Moneyball

Movie Review

‘Moneyball’ is a winner: Brad Pitt is a hit in movie that finds the humor and frustration of life in the front office of a baseball team

September 23, 2011|By Ty Burr, Globe Staff

***½

MONEYBALL

Directed by: Bennett Miller

Written by: Stan Chervin, Steve Zaillian, and Aaron Sorkin, based on “Moneyball: The Art of Winning an Unfair Game’’ by Michael Lewis

Starring: Brad Pitt, Jonah Hill, Philip Seymour Hoffman, Kerris Dorsey

At: Boston Common, Fenway, suburbs

Running time: 133 minutes

Rated: PG-13 (strong language)

In the annals of baseball movies, “Moneyball’’ is a weird one - a Zen comedy set in the front office. Even the story line sounds unsexy: In 2002, amid much opposition, Oakland A’s general manager Billy Beane revives his sorry little ball club by using statistical analysis to hire undervalued players - freaks and losers who nevertheless manage to get on base. Slugging percentages and mid-season trades are the stuff of this movie’s drama. Where’s the 3-2 pitch in the ninth, bases loaded, and the kids in the bleachers? Where are the peanuts and Cracker Jack?

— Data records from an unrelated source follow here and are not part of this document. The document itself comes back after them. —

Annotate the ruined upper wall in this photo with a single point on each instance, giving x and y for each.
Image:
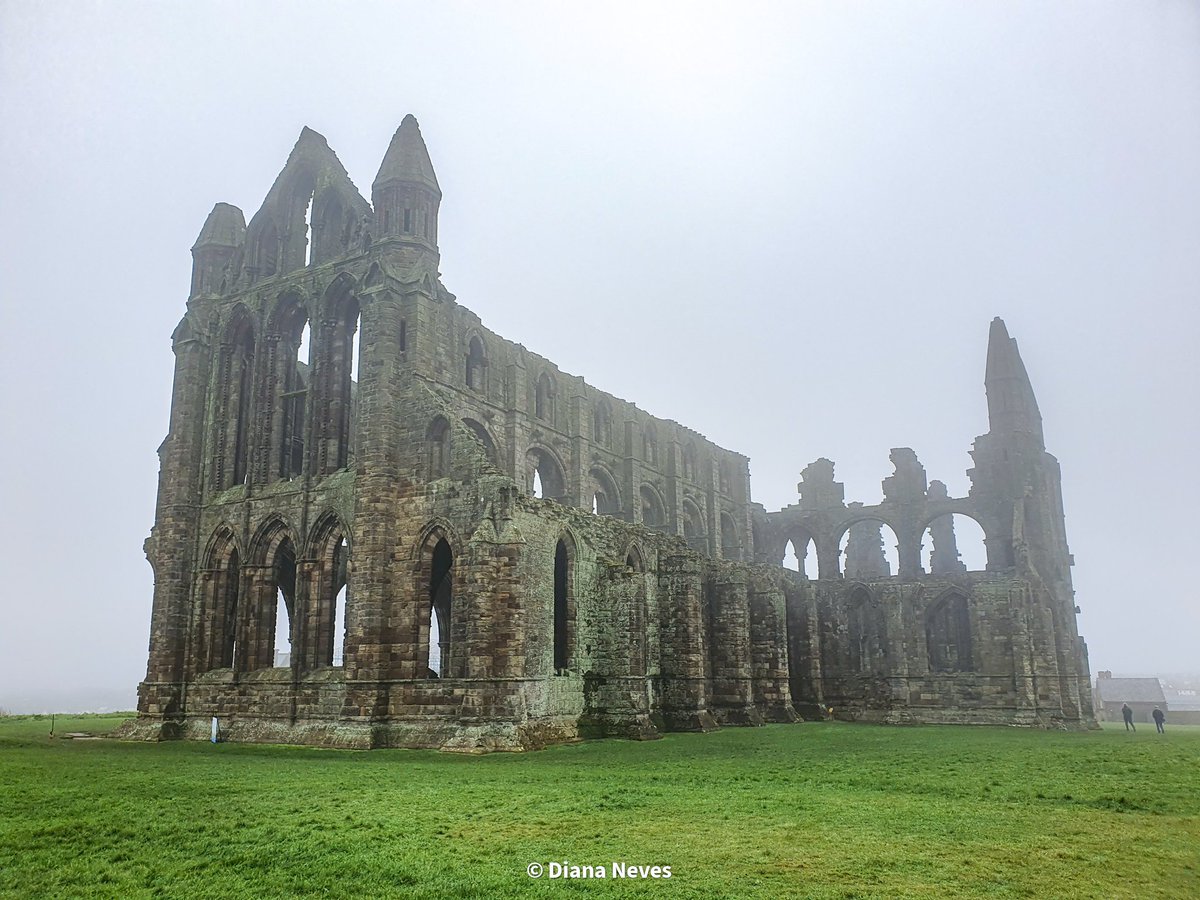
(257, 286)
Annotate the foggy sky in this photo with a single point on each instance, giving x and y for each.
(784, 225)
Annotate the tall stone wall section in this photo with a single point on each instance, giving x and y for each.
(640, 593)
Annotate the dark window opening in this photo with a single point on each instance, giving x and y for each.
(562, 652)
(475, 363)
(948, 635)
(438, 443)
(441, 581)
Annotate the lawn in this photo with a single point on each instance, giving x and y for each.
(822, 810)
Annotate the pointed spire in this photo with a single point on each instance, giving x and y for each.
(1012, 407)
(225, 227)
(407, 159)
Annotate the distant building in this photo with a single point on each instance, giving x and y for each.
(1185, 702)
(1141, 694)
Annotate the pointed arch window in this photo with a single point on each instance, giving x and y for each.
(948, 635)
(477, 365)
(544, 397)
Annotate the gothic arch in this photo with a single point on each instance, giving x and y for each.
(948, 633)
(651, 444)
(653, 509)
(605, 495)
(331, 378)
(545, 394)
(864, 559)
(477, 364)
(544, 468)
(221, 601)
(563, 609)
(865, 631)
(601, 424)
(237, 378)
(731, 543)
(694, 531)
(327, 575)
(436, 591)
(484, 437)
(437, 448)
(282, 415)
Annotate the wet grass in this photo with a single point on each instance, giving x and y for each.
(822, 810)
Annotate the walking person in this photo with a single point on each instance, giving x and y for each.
(1127, 714)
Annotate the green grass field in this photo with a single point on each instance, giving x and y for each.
(823, 810)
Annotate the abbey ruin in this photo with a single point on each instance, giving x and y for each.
(462, 546)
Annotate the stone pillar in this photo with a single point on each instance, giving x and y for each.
(732, 695)
(768, 647)
(684, 699)
(171, 546)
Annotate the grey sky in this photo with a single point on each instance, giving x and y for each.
(784, 225)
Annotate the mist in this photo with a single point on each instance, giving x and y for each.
(786, 226)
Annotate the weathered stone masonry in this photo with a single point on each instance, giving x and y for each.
(521, 558)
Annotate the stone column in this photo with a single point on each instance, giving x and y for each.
(684, 699)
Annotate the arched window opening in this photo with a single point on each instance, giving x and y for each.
(441, 585)
(483, 437)
(544, 397)
(295, 394)
(282, 653)
(651, 444)
(281, 630)
(637, 613)
(437, 442)
(870, 550)
(340, 603)
(604, 492)
(689, 461)
(562, 610)
(267, 250)
(864, 634)
(601, 424)
(355, 348)
(336, 389)
(544, 475)
(948, 635)
(653, 514)
(477, 361)
(222, 607)
(953, 544)
(731, 546)
(694, 527)
(307, 232)
(801, 555)
(239, 382)
(790, 559)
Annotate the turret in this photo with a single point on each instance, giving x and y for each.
(406, 195)
(222, 237)
(1012, 407)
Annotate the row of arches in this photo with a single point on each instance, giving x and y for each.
(274, 605)
(286, 399)
(442, 625)
(545, 479)
(947, 627)
(869, 549)
(475, 377)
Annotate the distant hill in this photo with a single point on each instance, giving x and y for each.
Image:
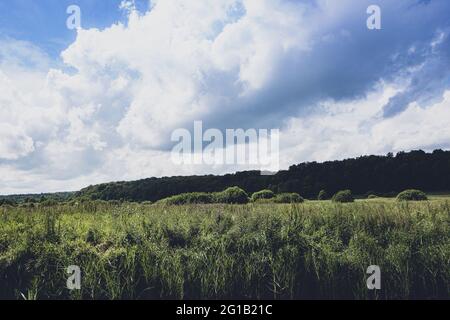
(20, 198)
(382, 175)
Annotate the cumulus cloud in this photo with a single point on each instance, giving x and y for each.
(311, 68)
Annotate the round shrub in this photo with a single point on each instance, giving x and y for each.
(234, 195)
(289, 198)
(323, 195)
(189, 198)
(344, 196)
(263, 194)
(412, 195)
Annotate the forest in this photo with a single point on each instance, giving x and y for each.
(378, 175)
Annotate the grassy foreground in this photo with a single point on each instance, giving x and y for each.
(317, 250)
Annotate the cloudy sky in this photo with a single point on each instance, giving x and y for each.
(98, 104)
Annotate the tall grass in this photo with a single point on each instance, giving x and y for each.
(316, 250)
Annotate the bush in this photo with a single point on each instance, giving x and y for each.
(289, 198)
(263, 194)
(343, 196)
(234, 195)
(189, 198)
(323, 195)
(412, 195)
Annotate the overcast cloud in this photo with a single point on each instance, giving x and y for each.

Not necessary, it turns out. Based on journalist Michael Lewis’s 2003 book about the team, “Moneyball’’ is a hilarious and provocative change-up, entertaining without feeling the need to swing for the fences. It’s all talk but the best kind of baseball talk, funny and wise and alive to the pleasures of saying as much as possible in the fewest words. Like the fresh thinking it celebrates, “Moneyball’’ finds value in the quieter moments and the workaday players. It’s an infield single but the one that wins the game.

The movie also has what may be Brad Pitt’s sneakiest acting to date. You’re forgiven if you want to say his only acting; while the Dudacious One has always come alive in supporting roles (“Twelve Monkeys,’’ “Burn After Reading,’’ arguably “Fight Club’’), in leads he has tended to coast on his slightly vacant geniality. Some of us have always felt Pitt was a stand-in for a Player To Be Named Later.

Yet the star seems energized by playing Beane, a prodigious high school baseball talent who skipped college only to see a major league career refuse to materialize. He’s one of the thousands who never made it in “the show,’’ and the experience has left him a little bitter but mostly realistic. He’s running a team, the A’s, with a $41 million payroll that’s dwarfed by the $125 million the Yankees get to play with. Early in the movie, the big boys finish off Beane’s 2001 season by cherry-picking Johnny Damon for Boston and Jason Giambi for the Yankees. The Oakland scouts - old men with experience and hearing aids - look over the draft picks and act on their instincts. Does a player have an ugly girlfriend? Forget about him; he has no confidence.